# wettangeln für kids



## karpfen-freak (22. Februar 2008)

hi
mein 14 jähriger sohn will mal bei einen wettkampfangeln mitmachen. kann er schon bei den erwachsenen oder (wenn es sowas gibt)muss er noch bei den kids mitmachen???
wann steht denn so ein cup demnächst an
(bitte im raum 48,49)
also von recke nicht weiter entfernt wie 50km


----------



## karpfen-freak (22. Februar 2008)

*AW: wettangeln für kids*

ach ja wenns geht ohne casting (er hasst das wie die pest) er will sowie so nur stippen


----------



## AalNils (22. Februar 2008)

*AW: wettangeln für kids*

Ich weiß nicht, ob ich es als Fischereiaufseher vielleicht ein wenig Verbissen sehe.

Und ich weiß auch, dass dieser Thread, sofern nicht frueh genug geschlossen wird zum großen Diskussionsthread ausartet.

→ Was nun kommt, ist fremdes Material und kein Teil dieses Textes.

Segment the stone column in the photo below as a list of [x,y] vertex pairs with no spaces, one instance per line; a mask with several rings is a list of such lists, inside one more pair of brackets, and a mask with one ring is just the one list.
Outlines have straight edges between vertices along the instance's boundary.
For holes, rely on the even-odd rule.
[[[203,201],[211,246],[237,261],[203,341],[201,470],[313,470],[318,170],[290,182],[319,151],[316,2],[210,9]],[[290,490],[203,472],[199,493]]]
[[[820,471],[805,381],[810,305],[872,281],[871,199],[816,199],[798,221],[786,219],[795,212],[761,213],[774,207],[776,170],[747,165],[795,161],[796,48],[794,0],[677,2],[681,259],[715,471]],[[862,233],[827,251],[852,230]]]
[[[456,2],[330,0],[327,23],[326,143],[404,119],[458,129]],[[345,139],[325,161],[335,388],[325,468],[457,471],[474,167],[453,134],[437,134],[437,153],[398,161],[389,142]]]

Aber schon fuer diese Frage sollte man Dich eigentlich steinigen, wenn du tatsaechlich Besitzer eines gueltigen Fischereischeins bist, solltest du Dir im Klaren darueber sein, dass es ein "Wettkampfangeln" aus etlichen Gruenden nicht mehr gibt. 

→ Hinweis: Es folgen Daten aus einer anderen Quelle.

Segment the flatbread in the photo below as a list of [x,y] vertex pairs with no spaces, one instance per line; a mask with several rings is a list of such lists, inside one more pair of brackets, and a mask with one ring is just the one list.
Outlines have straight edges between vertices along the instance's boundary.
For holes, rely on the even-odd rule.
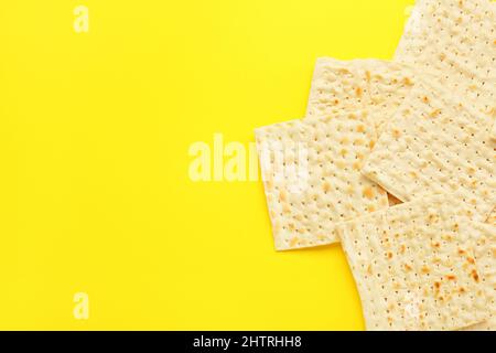
[[416,74],[406,64],[321,57],[315,64],[306,117],[363,110],[380,135],[414,82]]
[[496,204],[492,117],[433,83],[413,87],[380,136],[363,173],[401,201],[456,193],[485,222]]
[[496,330],[496,222],[493,224],[470,223],[462,226],[475,242],[475,260],[481,269],[482,284],[486,290],[489,318],[468,330]]
[[496,115],[496,11],[489,0],[418,0],[395,61],[433,75],[474,110]]
[[388,207],[359,171],[376,140],[366,116],[276,124],[256,139],[276,249],[336,243],[338,222]]
[[487,319],[465,205],[428,196],[338,226],[367,330],[457,330]]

Mittlerweile heißt es "Hegefischen" und wird auch nur noch von den Wenigsten praktiziert. Ich kann die Leute nicht verstehen, die Kiloweise <Friedfischnamen hier rein> abfischen, der dann in der Tonne landet - fuer einen Pokal (o.ae.).

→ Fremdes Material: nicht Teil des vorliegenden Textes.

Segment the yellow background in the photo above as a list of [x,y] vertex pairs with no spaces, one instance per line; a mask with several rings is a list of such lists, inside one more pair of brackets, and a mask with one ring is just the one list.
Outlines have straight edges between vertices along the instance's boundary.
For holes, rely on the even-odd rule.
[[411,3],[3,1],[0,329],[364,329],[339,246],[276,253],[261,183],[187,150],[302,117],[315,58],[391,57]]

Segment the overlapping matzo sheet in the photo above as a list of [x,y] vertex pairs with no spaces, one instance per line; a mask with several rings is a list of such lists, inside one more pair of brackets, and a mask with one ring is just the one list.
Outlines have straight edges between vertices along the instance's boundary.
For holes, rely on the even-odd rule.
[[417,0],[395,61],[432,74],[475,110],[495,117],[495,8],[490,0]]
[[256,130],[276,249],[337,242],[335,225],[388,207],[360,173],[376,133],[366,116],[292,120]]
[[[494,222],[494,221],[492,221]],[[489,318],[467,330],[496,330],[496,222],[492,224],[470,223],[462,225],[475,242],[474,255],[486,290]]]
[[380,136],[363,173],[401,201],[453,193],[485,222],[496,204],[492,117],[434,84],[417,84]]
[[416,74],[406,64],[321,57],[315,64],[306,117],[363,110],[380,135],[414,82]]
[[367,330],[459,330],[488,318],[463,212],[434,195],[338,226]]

Erst denken - dann denken, dann nochmal denken - und dann einen Thread erstellen.

Mehr sage ich dazu nicht.

MfG


----------



## karpfen-freak (22. Februar 2008)

*AW: wettangeln für kids*



AalNils schrieb:


> Ich weiß nicht, ob ich es als Fischereiaufseher vielleicht ein wenig Verbissen sehe.
> 
> Und ich weiß auch, dass dieser Thread, sofern nicht frueh genug geschlossen wird zum großen Diskussionsthread ausartet.
> 
> ...


ich weiß aber unser verein macht im jahr noch so um die 8 wettangeln!!!
falls das wettangeln ist??? auf jeden fall kann man da gutscheine gewinnen:m


----------



## karpfen-freak (22. Februar 2008)

*AW: wettangeln für kids*

was machen die teams von mosella die veranstalten doch immer so ein wettangeln


----------



## AalNils (22. Februar 2008)

*AW: wettangeln für kids*

Uebrigens, sehr seltsam.

Dein "Sohn" scheint genau den gleichen Account zu benutzen, wie du es tust. 
Ich dachte Angler luegen nur bei den Groessen der jeweiligen Fische. Das man mittlerweile sein Alter faked, naja.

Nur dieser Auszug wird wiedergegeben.